Farm Markets - Farm markets are a great place to save money and prep. Many times when you approach these farmers you can buy in bulk at a great price and can these items. For a fraction of what you would spend at the store and some effort you can do alot of prepping this way.

Make Lists - I am a compulsive list maker. I have lists for everything! The reason I make this lists is because it keeps me focused and working toward my goals. Not to mention everytime you check off something on your list you achieve that sense of accomplishment and a piece of mind that you are getting that much closer to your goal.

Network - Sometimes as preppers we get so caught up in the op sec that we isolate ourselves which can breed more anxiety. Now I'm not saying tell any and everyone about your location, stores, etc. I am saying there are plenty of survivalist boards where you can go and talk to people about canning, or what you need in a bug out bag. You can get answers to your questions from like minded people and ease that feeling of anxiety and who knows you may make a few friends along the way. A couple of great boards are and There are also some great podcasts such as and

Set Small Achievable Goals - Set small achievable goals for your prepping. Start out by storing 3 days of food, then, 7, then 14 etc. You will be amazed at how this will add up before you know it and remember each step gets your closer.

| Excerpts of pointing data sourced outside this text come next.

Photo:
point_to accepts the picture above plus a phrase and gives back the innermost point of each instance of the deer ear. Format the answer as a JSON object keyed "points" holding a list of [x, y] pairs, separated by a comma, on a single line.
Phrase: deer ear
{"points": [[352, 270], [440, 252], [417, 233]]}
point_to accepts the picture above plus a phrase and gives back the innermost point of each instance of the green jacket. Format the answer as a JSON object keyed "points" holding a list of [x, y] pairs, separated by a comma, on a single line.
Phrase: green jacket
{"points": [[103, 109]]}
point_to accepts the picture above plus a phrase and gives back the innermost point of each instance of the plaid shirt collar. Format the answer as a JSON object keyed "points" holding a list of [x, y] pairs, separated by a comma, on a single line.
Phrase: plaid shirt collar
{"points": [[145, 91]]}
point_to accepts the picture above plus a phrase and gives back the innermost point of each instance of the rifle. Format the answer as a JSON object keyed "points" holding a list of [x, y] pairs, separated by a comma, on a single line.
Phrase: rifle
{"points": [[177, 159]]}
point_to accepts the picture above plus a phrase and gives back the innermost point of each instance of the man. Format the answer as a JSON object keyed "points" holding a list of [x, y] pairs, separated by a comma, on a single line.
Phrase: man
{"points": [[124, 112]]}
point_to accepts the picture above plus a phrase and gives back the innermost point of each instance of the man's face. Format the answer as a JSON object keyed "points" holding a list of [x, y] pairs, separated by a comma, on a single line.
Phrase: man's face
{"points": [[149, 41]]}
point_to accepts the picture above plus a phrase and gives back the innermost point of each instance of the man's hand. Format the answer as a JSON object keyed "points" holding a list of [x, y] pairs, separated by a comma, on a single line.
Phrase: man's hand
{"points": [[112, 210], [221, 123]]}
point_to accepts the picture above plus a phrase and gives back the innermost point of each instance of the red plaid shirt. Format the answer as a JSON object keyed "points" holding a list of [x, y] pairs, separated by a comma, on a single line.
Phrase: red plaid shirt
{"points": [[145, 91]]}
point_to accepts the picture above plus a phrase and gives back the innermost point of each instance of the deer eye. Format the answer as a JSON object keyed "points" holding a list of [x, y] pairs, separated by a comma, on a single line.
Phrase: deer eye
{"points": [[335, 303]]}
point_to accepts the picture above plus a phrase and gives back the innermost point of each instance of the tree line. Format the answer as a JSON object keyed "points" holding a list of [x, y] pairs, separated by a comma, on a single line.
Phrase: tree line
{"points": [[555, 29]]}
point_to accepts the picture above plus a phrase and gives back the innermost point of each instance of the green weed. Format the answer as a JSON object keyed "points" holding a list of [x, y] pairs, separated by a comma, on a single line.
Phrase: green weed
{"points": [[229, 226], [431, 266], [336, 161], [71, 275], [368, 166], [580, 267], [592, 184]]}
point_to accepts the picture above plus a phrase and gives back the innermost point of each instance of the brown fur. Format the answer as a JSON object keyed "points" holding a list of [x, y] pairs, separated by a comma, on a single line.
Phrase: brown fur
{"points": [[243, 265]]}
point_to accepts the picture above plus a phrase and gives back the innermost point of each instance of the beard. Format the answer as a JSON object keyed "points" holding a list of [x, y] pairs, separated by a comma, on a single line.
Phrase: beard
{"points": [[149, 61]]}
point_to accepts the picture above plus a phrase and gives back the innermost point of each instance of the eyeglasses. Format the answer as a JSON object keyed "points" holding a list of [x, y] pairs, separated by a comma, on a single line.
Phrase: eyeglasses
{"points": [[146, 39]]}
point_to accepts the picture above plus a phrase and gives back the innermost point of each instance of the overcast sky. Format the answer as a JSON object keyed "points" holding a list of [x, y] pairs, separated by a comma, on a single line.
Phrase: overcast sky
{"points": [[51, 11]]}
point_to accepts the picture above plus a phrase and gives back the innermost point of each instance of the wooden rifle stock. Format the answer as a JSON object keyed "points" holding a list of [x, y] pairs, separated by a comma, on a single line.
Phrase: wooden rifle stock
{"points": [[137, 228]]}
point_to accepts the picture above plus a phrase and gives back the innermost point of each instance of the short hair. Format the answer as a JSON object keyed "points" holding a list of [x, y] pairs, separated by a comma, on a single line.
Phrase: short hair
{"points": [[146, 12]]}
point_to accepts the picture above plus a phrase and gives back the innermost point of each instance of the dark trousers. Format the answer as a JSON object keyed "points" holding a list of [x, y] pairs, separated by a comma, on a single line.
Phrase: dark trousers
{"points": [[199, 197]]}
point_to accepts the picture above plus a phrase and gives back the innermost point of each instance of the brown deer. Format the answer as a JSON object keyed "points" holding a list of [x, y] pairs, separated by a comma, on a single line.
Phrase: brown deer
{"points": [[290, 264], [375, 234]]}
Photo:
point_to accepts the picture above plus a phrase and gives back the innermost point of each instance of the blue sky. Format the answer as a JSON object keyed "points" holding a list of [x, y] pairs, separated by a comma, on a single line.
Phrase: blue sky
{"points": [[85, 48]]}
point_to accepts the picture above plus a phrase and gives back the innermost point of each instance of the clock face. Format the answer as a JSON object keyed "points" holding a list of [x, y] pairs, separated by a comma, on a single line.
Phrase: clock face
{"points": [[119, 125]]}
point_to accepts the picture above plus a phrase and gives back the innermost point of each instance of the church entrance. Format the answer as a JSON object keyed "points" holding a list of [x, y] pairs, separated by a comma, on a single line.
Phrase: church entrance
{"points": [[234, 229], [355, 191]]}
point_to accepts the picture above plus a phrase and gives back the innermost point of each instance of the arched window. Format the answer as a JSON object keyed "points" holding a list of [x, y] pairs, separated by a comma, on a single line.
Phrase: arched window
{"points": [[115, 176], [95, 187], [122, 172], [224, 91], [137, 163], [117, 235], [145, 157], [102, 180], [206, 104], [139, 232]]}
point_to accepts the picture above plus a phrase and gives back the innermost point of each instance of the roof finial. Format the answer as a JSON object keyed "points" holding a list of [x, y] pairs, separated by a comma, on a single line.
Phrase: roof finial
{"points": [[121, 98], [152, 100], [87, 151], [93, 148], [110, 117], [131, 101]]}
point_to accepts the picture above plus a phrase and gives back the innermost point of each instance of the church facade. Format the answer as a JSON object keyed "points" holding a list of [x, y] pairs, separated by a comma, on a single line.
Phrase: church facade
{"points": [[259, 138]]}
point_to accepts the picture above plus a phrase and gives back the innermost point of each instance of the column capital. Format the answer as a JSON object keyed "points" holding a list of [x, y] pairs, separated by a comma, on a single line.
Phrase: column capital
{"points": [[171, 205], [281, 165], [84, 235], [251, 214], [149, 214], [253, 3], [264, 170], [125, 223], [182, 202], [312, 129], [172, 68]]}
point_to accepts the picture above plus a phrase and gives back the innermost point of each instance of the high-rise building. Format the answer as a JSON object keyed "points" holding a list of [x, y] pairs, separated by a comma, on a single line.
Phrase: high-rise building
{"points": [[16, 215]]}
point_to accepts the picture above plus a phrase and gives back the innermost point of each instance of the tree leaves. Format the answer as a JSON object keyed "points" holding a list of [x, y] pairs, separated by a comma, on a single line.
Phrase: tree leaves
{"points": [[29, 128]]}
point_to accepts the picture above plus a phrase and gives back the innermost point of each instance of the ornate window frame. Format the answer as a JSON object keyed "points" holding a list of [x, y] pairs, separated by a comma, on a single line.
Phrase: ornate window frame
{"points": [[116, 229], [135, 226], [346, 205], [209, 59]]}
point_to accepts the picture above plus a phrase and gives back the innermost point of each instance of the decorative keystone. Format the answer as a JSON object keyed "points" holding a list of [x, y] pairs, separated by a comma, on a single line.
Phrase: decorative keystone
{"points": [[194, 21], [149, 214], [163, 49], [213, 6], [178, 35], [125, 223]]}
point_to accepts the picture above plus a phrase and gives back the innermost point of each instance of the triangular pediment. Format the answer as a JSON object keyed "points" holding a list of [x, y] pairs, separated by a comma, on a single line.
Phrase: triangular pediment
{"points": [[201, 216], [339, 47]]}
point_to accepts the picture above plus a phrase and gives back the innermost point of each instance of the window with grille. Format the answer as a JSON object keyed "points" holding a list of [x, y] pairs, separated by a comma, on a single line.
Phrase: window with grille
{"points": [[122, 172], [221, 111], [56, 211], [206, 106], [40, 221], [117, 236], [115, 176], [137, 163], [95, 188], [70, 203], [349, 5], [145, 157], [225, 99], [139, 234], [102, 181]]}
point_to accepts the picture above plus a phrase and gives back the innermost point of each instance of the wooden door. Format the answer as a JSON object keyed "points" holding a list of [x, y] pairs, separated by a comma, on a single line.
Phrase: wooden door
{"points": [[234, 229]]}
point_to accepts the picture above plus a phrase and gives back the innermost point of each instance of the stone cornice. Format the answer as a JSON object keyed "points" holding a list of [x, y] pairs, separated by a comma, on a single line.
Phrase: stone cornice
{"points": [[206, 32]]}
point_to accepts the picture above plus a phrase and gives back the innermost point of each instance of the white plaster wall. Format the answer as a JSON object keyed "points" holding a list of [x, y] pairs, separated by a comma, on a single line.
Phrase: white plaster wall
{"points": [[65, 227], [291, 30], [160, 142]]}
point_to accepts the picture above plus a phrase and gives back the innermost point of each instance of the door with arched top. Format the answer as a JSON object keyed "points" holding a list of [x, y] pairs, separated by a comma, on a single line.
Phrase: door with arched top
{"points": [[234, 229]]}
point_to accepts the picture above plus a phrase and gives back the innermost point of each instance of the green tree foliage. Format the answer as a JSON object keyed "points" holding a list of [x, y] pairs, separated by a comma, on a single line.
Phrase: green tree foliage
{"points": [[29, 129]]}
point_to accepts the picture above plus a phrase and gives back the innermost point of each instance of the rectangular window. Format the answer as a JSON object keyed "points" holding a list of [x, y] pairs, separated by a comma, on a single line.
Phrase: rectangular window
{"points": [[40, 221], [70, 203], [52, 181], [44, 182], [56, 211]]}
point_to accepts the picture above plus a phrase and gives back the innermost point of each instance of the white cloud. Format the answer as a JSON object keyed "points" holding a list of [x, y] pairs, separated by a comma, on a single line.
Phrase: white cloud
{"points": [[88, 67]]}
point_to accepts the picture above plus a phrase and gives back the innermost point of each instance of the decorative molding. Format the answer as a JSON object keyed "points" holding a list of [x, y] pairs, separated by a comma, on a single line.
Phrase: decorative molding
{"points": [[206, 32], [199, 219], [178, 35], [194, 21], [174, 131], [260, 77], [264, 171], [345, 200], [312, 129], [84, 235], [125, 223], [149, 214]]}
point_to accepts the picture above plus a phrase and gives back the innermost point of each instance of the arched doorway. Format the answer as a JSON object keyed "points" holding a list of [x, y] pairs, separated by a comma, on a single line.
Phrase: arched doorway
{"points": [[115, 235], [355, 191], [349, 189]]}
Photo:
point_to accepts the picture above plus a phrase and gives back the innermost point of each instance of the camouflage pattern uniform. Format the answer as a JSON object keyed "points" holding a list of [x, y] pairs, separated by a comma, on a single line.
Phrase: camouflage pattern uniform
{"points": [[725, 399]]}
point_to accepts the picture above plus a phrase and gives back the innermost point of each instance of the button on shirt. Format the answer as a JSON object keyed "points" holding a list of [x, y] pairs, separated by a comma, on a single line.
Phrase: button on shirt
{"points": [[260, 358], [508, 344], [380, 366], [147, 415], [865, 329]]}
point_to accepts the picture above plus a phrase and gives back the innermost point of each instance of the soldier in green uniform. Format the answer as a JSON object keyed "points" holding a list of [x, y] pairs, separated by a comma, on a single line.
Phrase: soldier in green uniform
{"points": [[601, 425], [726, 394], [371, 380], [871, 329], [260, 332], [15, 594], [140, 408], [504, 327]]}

Learn New Skill Sets - Knowledge is power and when SHTF it's also priceless. Take a first aid course, many times these are sponsored and cost little to nothing. You Tube is amazing for gaining knowledge, this past week I just typed in "Homemade Smoker" and I got all sorts of great ideas! Many times a new skill set will cost you little or no money but could make that HUGE difference later on.

It is possible to prep on a budget without the drain on your bank account or your sanity.

Be prepared, not sorry.


Ollamha Anne said...

I especially love BOGO (buy one get one free) coupons for stuff I would buy anyway.

Terri said...

Yes when my boys where at home I had to really stretch my grocery dollars so now I have just coverted my coupon clipping to do my prepping.


Speaking about stretching your dollars insofar as food, I have a nice sized pile of recipes that are really very good that utilize wild edibles. Free delicious foods can be gathered from almost any field. Dandelions, chicory, cattails... they all provide tasty nutritious alternatives that most people don't think of.
One of my favorites:

Sauteed Chicory
(serves four people
1kg fresh chicory (or spinach)
1 clove garlic, chopped;
2tbsp plump raisins;
2tbsp pine nuts;
small bit of butter or a little olive oil.

Rinse the chicory well and trim stems. Boil in lightly salted water for five to ten minutes until tender. (If using spinach, rinse and trim then simmer in a pan with no additional water.
The spinach will release more than enough liquid as you heat it and will need cooking for no more than five minutes.) Drain chicory and squeeze dry. In a frying pan heat the butter or olive oil and add the chopped garlic.
Cook for a couple of minutes then add the chicory. Season with salt and pepper then add the raisins and the pine nuts. Toss well and serve hot.